How to parse HTML in PHP?
I have used domdocument and domxpath to get the solution, you can find it at:
<?php
$dom = new DomDocument();
$test='<p class="Heading1-P">
<span class="Heading1-H">Chapter 1</span>
</p>
<p class="Normal-P">
<span class="Normal-H">This is chapter 1</span>
</p>
<p class="Heading1-P">
<span class="Heading1-H">Chapter 2</span>
</p>
<p class="Normal-P">
<span class="Normal-H">This is chapter 2</span>
</p>
<p class="Heading1-P">
<span class="Heading1-H">Chapter 3</span>
</p>
<p class="Normal-P">
<span class="Normal-H">This is chapter 3</span>
</p>';
$dom->loadHTML($test);
$xpath = new DOMXpath($dom);
$heading=parseToArray($xpath,'Heading1-H');
$content=parseToArray($xpath,'Normal-H');
var_dump($heading);
echo "<br/>";
var_dump($content);
echo "<br/>";
function parseToArray($xpath,$class)
{
$xpathquery="//span[@class='".$class."']";
$elements = $xpath->query($xpathquery);
if (!is_null($elements)) {
$resultarray=array();
foreach ($elements as $element) {
$nodes = $element->childNodes;
foreach ($nodes as $node) {
$resultarray[] = $node->nodeValue;
}
}
return $resultarray;
}
}
Live result: http://saji89.codepad.org/2TyOAibZ
Here's an alternative way to parse the html using DiDOM
which offers significantly better performance in terms of speed and memory footprint.
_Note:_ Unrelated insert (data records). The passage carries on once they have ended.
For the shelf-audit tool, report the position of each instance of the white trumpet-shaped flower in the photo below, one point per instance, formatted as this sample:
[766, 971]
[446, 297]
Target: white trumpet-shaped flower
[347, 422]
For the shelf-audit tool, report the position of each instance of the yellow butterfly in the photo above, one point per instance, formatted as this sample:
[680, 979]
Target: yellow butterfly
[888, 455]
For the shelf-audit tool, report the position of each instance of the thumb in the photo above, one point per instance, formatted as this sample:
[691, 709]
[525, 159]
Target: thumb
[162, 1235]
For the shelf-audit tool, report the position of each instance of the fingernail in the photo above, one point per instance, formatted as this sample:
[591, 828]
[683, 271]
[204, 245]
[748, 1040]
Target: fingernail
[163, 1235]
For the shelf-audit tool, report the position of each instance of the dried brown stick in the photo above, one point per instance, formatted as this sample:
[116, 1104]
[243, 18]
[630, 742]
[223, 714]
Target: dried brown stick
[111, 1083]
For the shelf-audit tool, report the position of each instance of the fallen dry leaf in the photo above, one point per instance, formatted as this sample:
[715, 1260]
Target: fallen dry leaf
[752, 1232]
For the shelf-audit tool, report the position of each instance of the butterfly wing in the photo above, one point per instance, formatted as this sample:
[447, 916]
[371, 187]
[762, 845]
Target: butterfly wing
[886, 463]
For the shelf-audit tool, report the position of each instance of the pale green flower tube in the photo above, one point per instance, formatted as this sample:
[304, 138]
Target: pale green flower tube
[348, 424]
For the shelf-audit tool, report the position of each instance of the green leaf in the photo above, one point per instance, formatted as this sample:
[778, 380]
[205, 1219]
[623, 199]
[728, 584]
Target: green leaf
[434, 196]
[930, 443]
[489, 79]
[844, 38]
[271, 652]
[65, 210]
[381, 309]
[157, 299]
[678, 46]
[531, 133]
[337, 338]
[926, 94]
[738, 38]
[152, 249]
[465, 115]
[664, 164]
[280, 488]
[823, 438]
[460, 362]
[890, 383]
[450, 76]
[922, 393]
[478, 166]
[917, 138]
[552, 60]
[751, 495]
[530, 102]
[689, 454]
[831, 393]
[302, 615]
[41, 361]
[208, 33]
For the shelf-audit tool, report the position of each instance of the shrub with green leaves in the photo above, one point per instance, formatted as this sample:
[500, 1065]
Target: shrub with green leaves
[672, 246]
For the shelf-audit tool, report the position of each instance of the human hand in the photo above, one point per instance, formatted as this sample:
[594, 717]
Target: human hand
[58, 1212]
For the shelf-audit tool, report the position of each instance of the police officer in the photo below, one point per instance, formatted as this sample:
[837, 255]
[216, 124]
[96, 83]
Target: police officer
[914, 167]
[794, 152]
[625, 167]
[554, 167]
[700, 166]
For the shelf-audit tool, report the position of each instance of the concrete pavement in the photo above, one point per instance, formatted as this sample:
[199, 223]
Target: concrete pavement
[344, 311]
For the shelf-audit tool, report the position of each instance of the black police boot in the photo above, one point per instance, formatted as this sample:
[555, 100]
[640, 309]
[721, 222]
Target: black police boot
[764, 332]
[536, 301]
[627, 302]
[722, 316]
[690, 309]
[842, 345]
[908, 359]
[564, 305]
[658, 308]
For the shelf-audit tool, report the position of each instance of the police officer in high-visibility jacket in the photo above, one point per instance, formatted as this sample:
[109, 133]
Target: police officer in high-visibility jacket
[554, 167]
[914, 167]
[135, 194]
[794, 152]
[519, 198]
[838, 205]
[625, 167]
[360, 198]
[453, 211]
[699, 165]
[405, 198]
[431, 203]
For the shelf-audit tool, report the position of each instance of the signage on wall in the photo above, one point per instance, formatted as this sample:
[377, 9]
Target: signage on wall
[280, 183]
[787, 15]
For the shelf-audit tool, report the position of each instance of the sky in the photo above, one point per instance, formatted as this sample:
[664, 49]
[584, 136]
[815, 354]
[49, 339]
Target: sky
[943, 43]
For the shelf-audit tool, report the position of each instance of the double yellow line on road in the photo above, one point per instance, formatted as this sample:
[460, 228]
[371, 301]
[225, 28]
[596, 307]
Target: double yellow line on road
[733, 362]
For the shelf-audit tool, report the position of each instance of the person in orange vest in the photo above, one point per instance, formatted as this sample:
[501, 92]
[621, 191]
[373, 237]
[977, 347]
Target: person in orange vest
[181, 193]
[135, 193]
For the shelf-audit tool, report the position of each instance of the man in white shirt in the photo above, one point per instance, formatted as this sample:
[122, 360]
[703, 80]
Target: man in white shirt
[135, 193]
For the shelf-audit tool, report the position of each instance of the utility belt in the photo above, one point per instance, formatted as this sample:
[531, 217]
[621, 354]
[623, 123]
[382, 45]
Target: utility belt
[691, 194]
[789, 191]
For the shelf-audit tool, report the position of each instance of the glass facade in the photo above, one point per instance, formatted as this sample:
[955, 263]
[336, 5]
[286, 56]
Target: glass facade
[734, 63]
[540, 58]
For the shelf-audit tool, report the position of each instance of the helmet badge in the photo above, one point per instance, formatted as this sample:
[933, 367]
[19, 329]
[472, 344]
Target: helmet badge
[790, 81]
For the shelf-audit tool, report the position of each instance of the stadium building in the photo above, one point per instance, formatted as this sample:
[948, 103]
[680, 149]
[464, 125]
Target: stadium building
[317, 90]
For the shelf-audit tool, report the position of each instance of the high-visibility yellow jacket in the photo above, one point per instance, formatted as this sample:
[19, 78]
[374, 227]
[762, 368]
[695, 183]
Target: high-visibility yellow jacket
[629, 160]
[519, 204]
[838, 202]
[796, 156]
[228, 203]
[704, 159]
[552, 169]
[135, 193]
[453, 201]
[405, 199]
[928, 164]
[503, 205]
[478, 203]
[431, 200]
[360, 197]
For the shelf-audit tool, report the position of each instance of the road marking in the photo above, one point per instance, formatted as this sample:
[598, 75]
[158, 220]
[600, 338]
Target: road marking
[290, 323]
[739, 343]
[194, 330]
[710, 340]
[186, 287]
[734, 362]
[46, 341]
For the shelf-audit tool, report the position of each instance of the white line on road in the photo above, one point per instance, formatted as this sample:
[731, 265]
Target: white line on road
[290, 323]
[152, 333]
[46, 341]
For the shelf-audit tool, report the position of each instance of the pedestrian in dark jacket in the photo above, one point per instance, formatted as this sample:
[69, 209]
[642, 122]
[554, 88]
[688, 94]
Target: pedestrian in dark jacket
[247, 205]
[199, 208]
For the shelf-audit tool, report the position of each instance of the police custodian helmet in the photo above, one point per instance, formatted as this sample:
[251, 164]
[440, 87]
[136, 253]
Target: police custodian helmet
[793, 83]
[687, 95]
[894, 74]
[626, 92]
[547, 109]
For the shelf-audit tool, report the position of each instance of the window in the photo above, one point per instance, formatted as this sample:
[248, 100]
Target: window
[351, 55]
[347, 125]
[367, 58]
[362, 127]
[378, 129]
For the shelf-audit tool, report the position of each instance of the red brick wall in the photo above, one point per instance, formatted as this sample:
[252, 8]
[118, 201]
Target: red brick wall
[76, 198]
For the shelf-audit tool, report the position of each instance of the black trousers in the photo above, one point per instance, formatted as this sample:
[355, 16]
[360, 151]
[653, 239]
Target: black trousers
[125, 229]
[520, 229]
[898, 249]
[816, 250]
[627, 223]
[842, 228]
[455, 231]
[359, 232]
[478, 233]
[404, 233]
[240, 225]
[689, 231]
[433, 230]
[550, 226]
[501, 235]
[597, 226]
composer require imangazaliev/didom
<?php
use DiDom\Document;
require_once('vendor/autoload.php');
$html = <<<HTML
<p class="Heading1-P">
<span class="Heading1-H">Chapter 1</span>
</p>
<p class="Normal-P">
<span class="Normal-H">This is chapter 1</span>
</p>
<p class="Heading1-P">
<span class="Heading1-H">Chapter 2</span>
</p>
<p class="Normal-P">
<span class="Normal-H">This is chapter 2</span>
</p>
<p class="Heading1-P">
<span class="Heading1-H">Chapter 3</span>
</p>
<p class="Normal-P">
<span class="Normal-H">This is chapter 3</span>
</p>
HTML;
$document = new Document($html);
// find chapter headings
$elements = $document->find('.Heading1-H');
$headings = [];
foreach ($elements as $element) {
$headings[] = $element->text();
}
// find chapter texts
$elements = $document->find('.Normal-H');
$chapters = [];
foreach ($elements as $element) {
$chapters[] = $element->text();
}
echo("Headings\n");
foreach ($headings as $heading) {
echo("- {$heading}\n");
}
echo("Chapter texts\n");
foreach ($chapters as $chapter) {
echo("- {$chapter}\n");
}
One option for you is to use DOMDocument and DOMXPath. They do require a bit of a curve to learn, but once you do, you will be pretty happy with what you can achieve.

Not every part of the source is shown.